You might not think you have a morning ritual, but you do. “I didn't get enough sleep.” “I don't have enough time.” According to Lynne Twist, author of The Soul of Money, we unwittingly think those two scarcity-themed thoughts every single day, before we do or think about anything else:
“Before we even sit up in bed, before our feet touch the floor, we're already inadequate, already behind, already losing, already lacking something…what begins as a simple expression of a hurried life, or even the challenged life, grows into the great justification for an unfulfilled life.”
Do you practice this morning ritual without even knowing it?
When our default mode is set to scarcity, we basically train ourselves to seek out proof that we need more of everything. We focus on what we wish was different, and in doing so, we subtly reject all that we already have.
This thought pattern breeds thousands and thousands of other thoughts with the same scarcity genetics, resulting in you chronically feeling as if you have nothing but problems. Considering we average about 60,000 thoughts per day, that's quite a barrage of negativity.
There's a little trick you can do to test how powerful focus is. The trick goes like this: Spend 15 seconds looking around you and finding anything that's blue, the label on the Purell, someone's socks, a screen icon, anything…

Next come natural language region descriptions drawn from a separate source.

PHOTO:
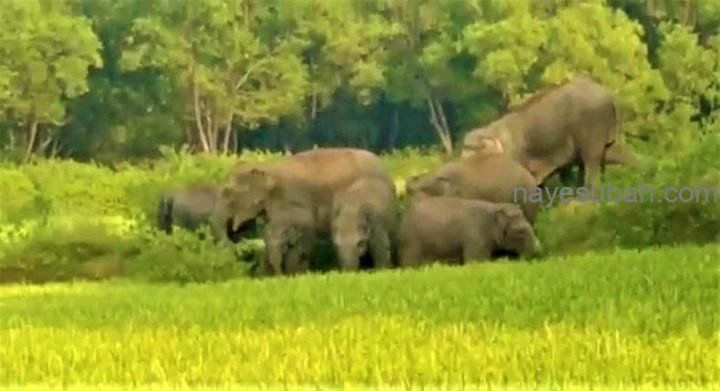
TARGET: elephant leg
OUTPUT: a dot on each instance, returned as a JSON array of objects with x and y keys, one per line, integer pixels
[
  {"x": 292, "y": 262},
  {"x": 380, "y": 248},
  {"x": 593, "y": 161},
  {"x": 268, "y": 269},
  {"x": 409, "y": 255},
  {"x": 349, "y": 263},
  {"x": 617, "y": 154}
]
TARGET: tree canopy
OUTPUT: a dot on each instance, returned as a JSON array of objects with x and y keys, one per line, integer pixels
[{"x": 116, "y": 79}]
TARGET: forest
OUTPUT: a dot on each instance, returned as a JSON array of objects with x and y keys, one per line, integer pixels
[
  {"x": 113, "y": 80},
  {"x": 107, "y": 106}
]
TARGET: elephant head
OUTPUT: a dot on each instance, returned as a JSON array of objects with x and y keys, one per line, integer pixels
[
  {"x": 476, "y": 142},
  {"x": 281, "y": 240},
  {"x": 430, "y": 184},
  {"x": 351, "y": 231},
  {"x": 244, "y": 198},
  {"x": 515, "y": 232}
]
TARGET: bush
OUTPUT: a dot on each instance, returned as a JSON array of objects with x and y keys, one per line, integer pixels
[{"x": 71, "y": 219}]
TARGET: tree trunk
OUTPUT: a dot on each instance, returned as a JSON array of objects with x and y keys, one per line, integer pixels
[
  {"x": 198, "y": 115},
  {"x": 32, "y": 137},
  {"x": 228, "y": 132},
  {"x": 438, "y": 121},
  {"x": 235, "y": 142},
  {"x": 395, "y": 130}
]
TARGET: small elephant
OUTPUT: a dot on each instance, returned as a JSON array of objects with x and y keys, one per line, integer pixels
[
  {"x": 462, "y": 230},
  {"x": 489, "y": 177},
  {"x": 288, "y": 241},
  {"x": 191, "y": 208},
  {"x": 311, "y": 177},
  {"x": 363, "y": 223}
]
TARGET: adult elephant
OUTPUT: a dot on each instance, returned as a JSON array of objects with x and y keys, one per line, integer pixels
[
  {"x": 575, "y": 123},
  {"x": 190, "y": 208},
  {"x": 491, "y": 177},
  {"x": 309, "y": 179}
]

Now close your eyes and tell me everything you saw that was green.
When you hone in on something, you naturally notice it more at the cost of whatever else is in the landscape. Your brain is trained to do this; taking in all the stimulus around you would be too overwhelming and dangerous. You brain needs to be able to focus and whether you realize it or not, it gets all its instructions about what to focus on from you.
When your brain's first instructions of the day are to think about how you didn't get enough sleep and how you're not going to have enough time to do all that you need to do, guess what you're going to be noticing all day long (again, at the cost of whatever else in the landscape)?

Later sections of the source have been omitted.